The proposal comes as many on Capitol Hill mull a follow up to the $2 trillion coronavirus stimulus passed last week. That bill targeted aid to those most in need, giving direct cash payments to individuals making under $75,000 a year and substantially expanding federal support for unemployment insurance.
Removing the SALT cap, by contrast, would almost exclusively benefit those least in need, Joshua McCabe, a welfare policy expert and professor at Endicott College, told the Washington Free Beacon.
"There is some disagreement on the merits of the SALT deduction in general but I can't think of a single tax expert who would defend removing the current cap—especially retroactively—as a stimulus measure," McCabe said. "It's almost the exact opposite of what Congress was trying to do with the phase three rebates. Rather than provide relief to the bottom 85 percent of Americans, this proposal would shower almost all the benefits on the top 15 percent of taxpayers—those who need it least."
Data from the nonpartisan congressional Joint Committee on Taxation quantify the disparity. The committee estimates that those making $50,000 per year or less would see no effect on their tax bill, while those making as much as $200,000 to $500,000 would see a reduction of only $177 on average. Those making an annual income of $1 million or more, by contrast, would experience a savings of $58,636 on average.
This disparity is much of why Republicans pushed for the SALT cap in the 2017 TCJA. High-earning households already have much larger state and local tax bills, so they will necessarily enjoy a larger SALT credit. They are also much more likely to itemize, rather than take the standard deduction: Only about 13 percent of all taxpayers itemize, but among the top 1 percent, 9 in 10 do.
While the wealthy would benefit from a SALT cap repeal, federal revenues would take a major hit. The Tax Policy Center estimated that repealing in 2018 would have cost the federal government $620 billion in lost tax revenue over the following 10 years.
In McCabe's view, Pelosi's floating of SALT repeal reveals how she has been forced to walk a narrow line between her party's more moderate and more radical factions.
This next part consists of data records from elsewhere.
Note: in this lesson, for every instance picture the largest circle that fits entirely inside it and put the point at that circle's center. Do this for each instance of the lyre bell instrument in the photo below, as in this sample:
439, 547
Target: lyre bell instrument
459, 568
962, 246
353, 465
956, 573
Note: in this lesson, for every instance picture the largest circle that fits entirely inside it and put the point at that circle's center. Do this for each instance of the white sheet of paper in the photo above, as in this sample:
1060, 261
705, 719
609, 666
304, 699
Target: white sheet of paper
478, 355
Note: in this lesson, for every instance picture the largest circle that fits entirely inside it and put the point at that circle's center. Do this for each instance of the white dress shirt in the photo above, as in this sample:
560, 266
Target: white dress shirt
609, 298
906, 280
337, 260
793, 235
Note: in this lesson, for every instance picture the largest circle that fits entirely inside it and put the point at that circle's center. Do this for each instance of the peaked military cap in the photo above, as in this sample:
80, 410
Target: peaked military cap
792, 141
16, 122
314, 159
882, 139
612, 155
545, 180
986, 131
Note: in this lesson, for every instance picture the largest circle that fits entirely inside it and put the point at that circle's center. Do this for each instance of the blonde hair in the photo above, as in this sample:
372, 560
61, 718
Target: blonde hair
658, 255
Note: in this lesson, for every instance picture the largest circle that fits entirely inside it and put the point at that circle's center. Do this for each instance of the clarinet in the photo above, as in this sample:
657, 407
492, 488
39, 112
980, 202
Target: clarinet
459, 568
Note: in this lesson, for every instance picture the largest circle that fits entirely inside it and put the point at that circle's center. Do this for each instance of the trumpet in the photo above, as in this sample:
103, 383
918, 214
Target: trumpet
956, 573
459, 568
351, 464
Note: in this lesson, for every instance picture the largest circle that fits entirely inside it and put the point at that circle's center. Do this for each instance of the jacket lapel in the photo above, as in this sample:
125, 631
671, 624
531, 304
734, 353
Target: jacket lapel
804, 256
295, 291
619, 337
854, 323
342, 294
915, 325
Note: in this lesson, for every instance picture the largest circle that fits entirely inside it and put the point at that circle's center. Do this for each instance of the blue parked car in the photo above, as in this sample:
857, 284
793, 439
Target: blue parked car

"Last week, she spent much of her time trying to please the progressive wing of the party by floating radical amendments to the relief bill," he said. "This week, she is trying to please representatives of wealthy suburbs by proposing reinstating their special tax benefits. It's not an enviable position."
Pelosi previously delayed passage of the third round of coronavirus stimulus by pushing a 1,400-page bill preoccupied more with diversity mandates and targeted subsidies than with addressing the coronavirus. Other Democrats have followed her lead—Sen. Patty Murray (D., Wash.) and Rep. Rosa DeLauro (D., Conn.) used the cover of the disease to reintroduce the same paid sick leave bill they have floated annually since 2004.